Ma, come era prevedibile, la mobilitazione di dicembre è stata meno partecipata. Complici il silenzio mediatico, gli attacchi strumentali e l’illusione di una tregua che non è mai partita, oltre che la ridotta capacità di attenzione legata alle dinamiche contemporanee dell’informazione, i sanitari che hanno partecipato, così come il numero di ospedali aderenti, si è ridotto.

Tuttavia, la delusione si è trasformata rapidamente in disillusione. E questa, essendo la negazione dell’illusione, è sacrosanta, perché ti forza a fare i conti con la realtà invece di crogiolarti nell’autoindulgenza o nella glorificazione dei risultati momentanei. E in questa realtà, ho trovato colleghi che hanno sfidato il timore di essere pochi e scherniti, che hanno lasciato ai nonni figli piccoli, o hanno preso i mezzi pubblici in una città dissestata per esserci, pur avendo appena smontato da un duro turno di notte o dovendolo affrontare qualche ora dopo.

Abbiamo trovato l’appoggio di altri pezzi di società civile, studenti, donne contro la guerra, con cui pensare iniziative comuni e supporti reciproci. In qualche maniera, questo momento di calo dell’attenzione mediatica può essere reso utile per selezionare gli elementi che hanno più a cuore la causa, e che possono mettere a frutto le proprie energie in maniera più attenta e mirata, oltre che spingere questi elementi a creare reti, oggi più che mai necessarie per un’azione concreta ed efficace. Inoltre, sono moltissime le persone che, nonostante non si mobilitino con i loro corpi per prendere posizione, appoggiano a vari livelli le istanze a favore del popolo palestinese, e anche queste persone possono costituire una risorsa, come nodi di condivisione delle iniziative, come amplificatori dei discorsi di liberazione, come fonti energetiche che ci supportano emotivamente nell’azione quotidiana.
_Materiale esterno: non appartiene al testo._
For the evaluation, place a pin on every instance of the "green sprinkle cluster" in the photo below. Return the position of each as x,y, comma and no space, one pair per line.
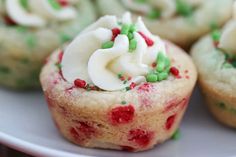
24,4
183,8
107,45
129,31
161,71
176,135
55,5
215,35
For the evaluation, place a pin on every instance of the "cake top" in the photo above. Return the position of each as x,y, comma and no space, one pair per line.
115,54
37,13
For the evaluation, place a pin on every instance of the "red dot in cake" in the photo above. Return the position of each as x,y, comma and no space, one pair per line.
86,129
145,87
115,33
174,71
140,137
63,3
122,114
75,135
170,121
80,83
127,148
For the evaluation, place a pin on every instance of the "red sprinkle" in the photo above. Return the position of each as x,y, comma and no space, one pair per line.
80,83
148,40
122,114
127,148
132,85
174,71
115,33
170,121
60,56
63,3
154,64
9,21
141,137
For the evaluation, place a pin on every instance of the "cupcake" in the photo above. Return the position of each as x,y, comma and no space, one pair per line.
187,19
118,86
215,58
30,30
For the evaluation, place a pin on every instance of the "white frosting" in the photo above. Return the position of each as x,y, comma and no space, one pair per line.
84,58
40,11
167,7
228,37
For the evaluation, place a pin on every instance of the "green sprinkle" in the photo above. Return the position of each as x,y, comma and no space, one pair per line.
132,28
21,29
65,37
55,5
176,135
130,36
221,105
107,45
140,1
125,29
58,65
24,4
227,65
4,70
154,14
162,76
183,8
151,77
132,45
123,102
216,35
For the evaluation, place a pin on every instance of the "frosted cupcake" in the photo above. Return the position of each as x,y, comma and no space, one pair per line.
215,57
30,30
118,86
187,19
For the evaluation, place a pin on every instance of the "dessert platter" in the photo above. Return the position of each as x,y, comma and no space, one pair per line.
120,84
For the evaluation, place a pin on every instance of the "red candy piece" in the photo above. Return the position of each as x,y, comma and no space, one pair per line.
9,21
170,121
132,85
174,71
86,129
141,137
122,114
60,56
146,87
148,40
63,3
127,148
80,83
115,33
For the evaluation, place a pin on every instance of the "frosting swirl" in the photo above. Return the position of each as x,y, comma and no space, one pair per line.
110,49
36,13
228,36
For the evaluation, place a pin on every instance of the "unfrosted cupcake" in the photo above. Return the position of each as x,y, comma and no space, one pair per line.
187,19
30,30
215,58
118,86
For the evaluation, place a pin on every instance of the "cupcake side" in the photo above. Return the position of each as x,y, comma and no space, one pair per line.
27,39
140,105
215,58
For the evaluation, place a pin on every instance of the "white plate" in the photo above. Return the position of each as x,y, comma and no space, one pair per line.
26,125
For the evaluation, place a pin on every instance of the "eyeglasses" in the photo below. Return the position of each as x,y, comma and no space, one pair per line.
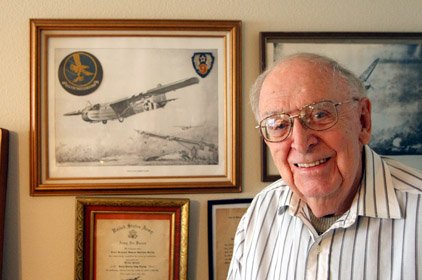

Rodrigo Nunes ha scritto che, se il movimento antagonista alla mortificazione che ammorba la nostra società vuole avere delle chances contro questo Leviatano, deve ripensarsi come ecosistema di movimenti e singoli individui, ognuno dei quali porta specificità, modalità e contributi che devono essere diversi per poter essere efficaci, convergendo poi sull’obiettivo, che è la giustizia e l’equità. I movimenti per la liberazione della Palestina si stanno unendo a quelli che chiedono giustizia sociale, che contrastano la militarizzazione della società, che lottano contro la discriminazione in ogni forma, che si oppongono alla distruzione dell’ambiente che ci ospita. La disillusione può essere il primo passo verso la rivoluzione.